住宅ローン、ひそかに変わったお得の新常識 フラット35の制度変更で金利も引き継げる?
フラット35の制度変更によって比較の方法は多少変わったが、重要なことはどこから借りるかではなくこれから借りようとしている住宅ローンははたして問題なく返済できるかどうか、購入プランがライフプランと整合性が取れているか、という部分であることは伝えておきたい。
(※10月の制度変更では団信の保障内容も変更されているが、これは他行の団信と比較する形で改めて解説したい)
売却時に住宅ローンも引き継げる?
フラット35の制度変更は今年4月にも行われていた。それが「アシューマブルローン」の導入だ。これは従来フラット50では導入されていたが、フラット35でも利用できるようになった。
聞き慣れない名称だが、一言で説明すると「家を売った際に住宅ローンも引き継ぎが可能」な仕組みとなる。
「いったい何のこっちゃ?」という説明になるが、中古であろうと新築であろうと、家を買う際にはその時々の金利で住宅ローンを組むことになる。しかし、フラット35でローンを組んだ人が住宅を売却する場合、自身が組んだローンと同じ金利で買い手もローンを組むことが可能になる。10年後に金利が何%であろうと、今月のローンであれば1.36%で買い手は借り入れが可能、という説明になる。つまりは住宅ローン金利を同じ条件で引き継げる。
もちろん買い手側がローンを組むには審査に通る必要はあるが、将来金利が上昇していた場合に効力を発揮する。たとえば今月Aさんが5000万円の物件を購入して、10年後に4000万円で売却のケースを想定する。仮に10年後の住宅ローン金利が3%であれば、買う側であるBさんが1.36%でローンを引き継いで購入できることは極めて大きなメリットとなる。
4000万円の物件を頭金1割(借り入れは3600万円)で購入する場合、金利が1.36%ならば総額で4926万円、3%ならば6218万円と、1000万円以上の差となる(いずれも全期間固定、返済期間35年、頭金も含んだ支払総額)。金利上昇時にこれだけ差がつくということは、物件価格にもプラスに働くことは間違いない。これはあくまでシミュレーションでしかないが、金利が上昇するほど売却価格にプラスの影響が大きくなる。
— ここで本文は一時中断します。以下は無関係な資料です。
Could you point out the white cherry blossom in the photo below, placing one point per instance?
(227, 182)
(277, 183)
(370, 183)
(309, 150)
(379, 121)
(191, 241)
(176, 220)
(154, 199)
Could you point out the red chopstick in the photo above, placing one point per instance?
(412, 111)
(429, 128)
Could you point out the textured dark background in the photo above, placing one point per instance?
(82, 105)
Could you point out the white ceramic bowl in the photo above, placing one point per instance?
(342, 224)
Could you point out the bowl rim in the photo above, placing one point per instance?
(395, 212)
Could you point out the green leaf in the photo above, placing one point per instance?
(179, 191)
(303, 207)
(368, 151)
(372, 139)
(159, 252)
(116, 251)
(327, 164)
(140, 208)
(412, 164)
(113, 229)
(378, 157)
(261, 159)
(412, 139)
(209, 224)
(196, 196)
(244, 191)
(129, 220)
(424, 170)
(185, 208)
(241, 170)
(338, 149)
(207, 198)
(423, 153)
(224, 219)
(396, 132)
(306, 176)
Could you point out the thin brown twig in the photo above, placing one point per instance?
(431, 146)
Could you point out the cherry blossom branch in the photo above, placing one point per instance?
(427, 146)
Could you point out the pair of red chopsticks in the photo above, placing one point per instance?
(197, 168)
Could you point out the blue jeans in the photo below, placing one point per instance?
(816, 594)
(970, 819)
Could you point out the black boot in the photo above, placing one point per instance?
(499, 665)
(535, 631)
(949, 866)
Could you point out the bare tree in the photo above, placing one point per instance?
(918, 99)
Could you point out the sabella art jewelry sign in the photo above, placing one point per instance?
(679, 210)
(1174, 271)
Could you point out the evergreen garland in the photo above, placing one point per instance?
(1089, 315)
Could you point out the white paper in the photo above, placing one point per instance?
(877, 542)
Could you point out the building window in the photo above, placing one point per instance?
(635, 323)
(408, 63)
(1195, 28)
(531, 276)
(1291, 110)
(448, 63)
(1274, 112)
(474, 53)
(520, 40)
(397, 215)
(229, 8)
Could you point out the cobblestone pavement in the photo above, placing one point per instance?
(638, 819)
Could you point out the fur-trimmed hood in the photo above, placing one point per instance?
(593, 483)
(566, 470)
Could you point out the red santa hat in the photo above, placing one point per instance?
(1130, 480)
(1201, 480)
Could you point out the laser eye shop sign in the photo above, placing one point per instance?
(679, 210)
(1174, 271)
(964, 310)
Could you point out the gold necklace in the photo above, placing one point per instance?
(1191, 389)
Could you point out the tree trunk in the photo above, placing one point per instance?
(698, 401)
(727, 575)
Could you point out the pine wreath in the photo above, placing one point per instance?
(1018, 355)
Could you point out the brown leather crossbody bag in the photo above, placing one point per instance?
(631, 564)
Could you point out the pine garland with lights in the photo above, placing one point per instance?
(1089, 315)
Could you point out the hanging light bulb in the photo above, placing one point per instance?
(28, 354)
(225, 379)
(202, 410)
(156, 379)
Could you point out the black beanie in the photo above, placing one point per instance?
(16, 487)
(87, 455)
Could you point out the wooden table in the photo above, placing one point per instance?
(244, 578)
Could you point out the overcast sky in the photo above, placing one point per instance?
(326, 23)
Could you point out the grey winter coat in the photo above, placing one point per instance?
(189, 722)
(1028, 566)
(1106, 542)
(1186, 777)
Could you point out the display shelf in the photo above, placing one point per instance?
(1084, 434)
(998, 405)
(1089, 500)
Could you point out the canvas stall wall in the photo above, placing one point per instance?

通常、金利と不動産価格はシーソーゲームの関係にあり、近年のマンション価格上昇は金利低下による部分が極めて大きい。つまり金利が上昇した際は不動産価格に下落圧力がかかるが、それを緩和する効果がアシューマブルローンを利用した場合に見込めることになる。
アシューマブルローンの利用条件はフラット35と同等で、長期優良住宅の認定を受けた住宅で借り換え時の利用は不可という以外は特別な条件は課されていないが、取扱金融機関は2017年10月時点で23社とごく一部に限られている。
扱っている金融機関が一部に限られている理由は、金利が上昇した場合は当然のことながらアシューマブルローンがお得になり、金融機関からすればわざわざライバルを増やしかねないことが原因と思われる。
したがって今後も自社で長期固定の住宅ローンがない金融機関(信用金庫等)を中心に取り扱いが増える可能性も高く、手数料や金利水準だけでお得な住宅ローンを探しているとアシューマブルローンの存在自体に気づかないケースも出てくるかもしれない。
将来住み替えの可能性がある人は資産価値の高い物件を選びたいと考えているケースも多いが、立地や建物の質だけではなくローンの種類によっても売値が変わる可能性があることも考慮に入れておいたほうがいいだろう。